The most significant long-term effect the pandemic will have on real estate will be the continued great American migration from large cities to suburbs, mid-sized and small towns, and rural areas. The pandemic made possible what the housing market made necessary.
The cost of real estate in urban areas had already priced out many would-be homeowners before COVID happened. Millennials were buying houses later, the middle class was shrinking, and there was simply more demand than available homes—but because it was easier to find work in the city, people stuck it out. Many rented, others bought a smaller house than they wanted, and others became house-poor. But the pandemic created a fourth option: live elsewhere and work remotely. That option won’t end when the pandemic does.
Many employers have already outlined permanent work-from-home policies, either full-time or hybrid. It’s unclear exactly what future workplaces will look like, but for many companies, remote or hybrid work looks like the way of the future. Employees will no longer have to live near company headquarters.

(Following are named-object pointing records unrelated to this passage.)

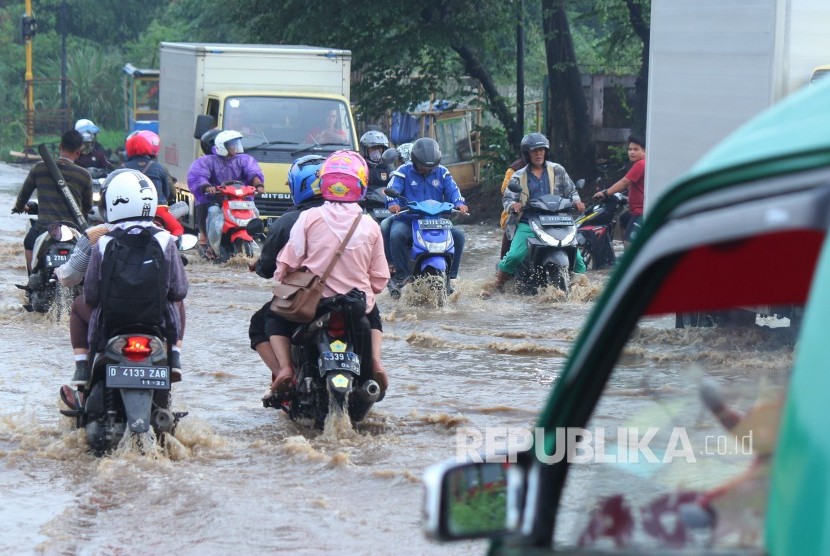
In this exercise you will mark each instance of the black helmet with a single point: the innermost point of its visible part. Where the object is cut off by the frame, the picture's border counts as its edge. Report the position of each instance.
(534, 141)
(425, 152)
(207, 139)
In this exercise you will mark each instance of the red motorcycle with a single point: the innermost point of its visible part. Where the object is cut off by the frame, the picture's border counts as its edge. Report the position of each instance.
(233, 223)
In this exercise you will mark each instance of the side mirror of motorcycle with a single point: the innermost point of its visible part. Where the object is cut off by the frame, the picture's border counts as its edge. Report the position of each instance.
(390, 156)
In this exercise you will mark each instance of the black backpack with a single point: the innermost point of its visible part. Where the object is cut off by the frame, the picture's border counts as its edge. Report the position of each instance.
(134, 277)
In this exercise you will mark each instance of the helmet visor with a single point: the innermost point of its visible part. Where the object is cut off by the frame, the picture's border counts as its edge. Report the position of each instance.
(234, 145)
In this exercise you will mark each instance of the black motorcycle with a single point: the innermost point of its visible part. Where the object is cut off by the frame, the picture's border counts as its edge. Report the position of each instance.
(52, 249)
(128, 392)
(596, 228)
(332, 362)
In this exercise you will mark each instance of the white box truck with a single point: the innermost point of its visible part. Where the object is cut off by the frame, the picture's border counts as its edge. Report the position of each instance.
(714, 64)
(275, 95)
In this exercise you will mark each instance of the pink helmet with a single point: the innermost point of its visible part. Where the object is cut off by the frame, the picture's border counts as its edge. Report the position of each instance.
(343, 177)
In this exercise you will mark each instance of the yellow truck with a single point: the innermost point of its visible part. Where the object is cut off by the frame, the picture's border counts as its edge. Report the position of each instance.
(278, 97)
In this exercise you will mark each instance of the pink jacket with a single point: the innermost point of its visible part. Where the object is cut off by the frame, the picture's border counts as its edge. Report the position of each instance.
(315, 238)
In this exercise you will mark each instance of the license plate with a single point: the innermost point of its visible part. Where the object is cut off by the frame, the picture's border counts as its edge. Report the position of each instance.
(434, 224)
(54, 261)
(555, 220)
(339, 360)
(124, 376)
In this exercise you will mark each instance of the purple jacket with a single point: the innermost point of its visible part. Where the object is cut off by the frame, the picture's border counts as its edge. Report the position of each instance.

Untethered, they will buy larger and nicer homes in less competitive markets. Even if a workplace requires occasional on-site presence, we’ll see many people accepting a long commute one or two days a week in exchange for greater home-owning options. Pierce, Snohomish, and Kitsap counties will benefit the most from this trend, as these areas are offer more affordable real estate, while still being close enough for the occasional long commute.
Another long-term change that’s here to stay? Home offices. Along with the need for dedicated space to accommodate long-term work-from-home situations, a rise in home offices will likely correspond with a decline in open floor plans. When most of the family stays home all day, physical separation is key to keeping people together.
This last “new normal” isn’t directly tied to the pandemic, but to climate change. We felt the heat this summer, and as climate change worsens, average temperatures and heat waves are likely to ramp up even higher.
Seattle has long been distinct for its lack of air conditioning (less than 40 percent of all homes in the city have it) but that is bound to change. Central air will soon become more common than not, especially as many homeowners spend the heat of the day inside, working remotely from their larger, more comfortable, less urban homes.